Isn't this the same sort of thing? Why would I want to introduce u and v, when all that really mattered was f?

7. Dec 29, 2008

### atyy

MTW says something like suppose you do an experiment in an aeroplane, you can use any coordinates you want, but the x,y,z and clock stuck to the walls of your plane are special. Apart from this, tetrad fields or vierbeins seem to be used to look for local Lorentz violation (Mattingly, http://relativity.livingreviews.org/Articles/lrr-2005-5/index.html) and also to couple gravity to fermions (Bern, http://relativity.livingreviews.org/Articles/lrr-2002-5/index.html). The references are kind of incidental to your question, but maybe you can use them to find more relevant ones.

8. Dec 30, 2008

### George Jones

Staff Emeritus
Pellman, how comfortable are you with tensors as multi-linear mappings and vectors as differential operators?

9. Dec 31, 2008

### schieghoven

One important reason for doing this is that it is the only way to get spin-half particles onto a curved spacetime. In conventional GR without tetrads, there isn't really an intrinsic mechanism which guarantees that the local symmetry group is the Lorentz group, and this is crucial for constructing spinors. Instead, one probably ends up with the diffeomorphism group, which has no spinor representations.

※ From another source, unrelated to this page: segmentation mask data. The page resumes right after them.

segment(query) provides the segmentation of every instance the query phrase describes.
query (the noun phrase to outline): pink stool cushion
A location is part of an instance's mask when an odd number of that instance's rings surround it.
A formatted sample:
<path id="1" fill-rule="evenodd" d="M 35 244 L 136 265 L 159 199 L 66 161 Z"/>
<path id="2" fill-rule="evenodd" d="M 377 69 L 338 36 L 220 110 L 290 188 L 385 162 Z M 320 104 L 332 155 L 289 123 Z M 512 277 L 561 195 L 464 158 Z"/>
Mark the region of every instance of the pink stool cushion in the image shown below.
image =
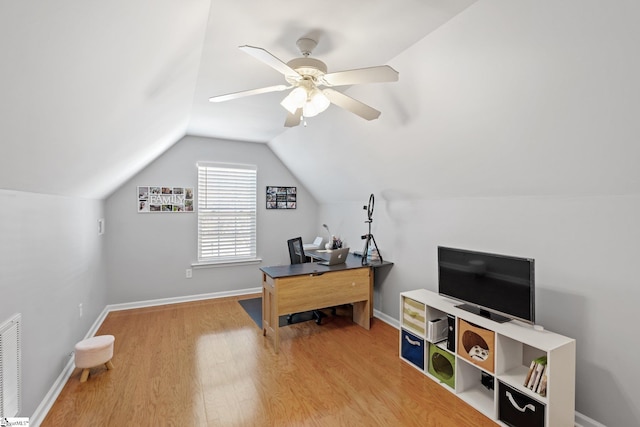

The tetrad formalism solves this: it provides the connection between the metric and a locally orthonormal frame with Minkowski signature, so it highlights the Lorentz structure of spacetime. The set of tetrads is precisely a representation of the Lorentz group, and this has the double covering group which provides Weyl spinors. Electrons (Dirac spinors) are a pair of Weyl spinors.

Hope that helps,

Dave

10. Dec 31, 2008

### pellman

I'm pretty familiar with these concepts.

Ok. I'll buy that. Thanks, Dave

I don't really get it yet. But I suspect that if I keep this in mind as I read, it'll come.

11. Dec 31, 2008

### shoehorn

Bingo. In my opinion this is by far the most important reason for using vierbeins in general relativity and generalizations thereof. The simple fact is that there exists no convincing way to include fermionic degrees of freedom in GR without resorting to the use of $e^I(x)$ over $g_{ab}(x)$.

For what it's worth, I never found Chandresakhar's line of reasoning on the power of tetrads in convincing; I can't think of a single calculation in classical GR that is significantly easier with tetrads than it is using the metric.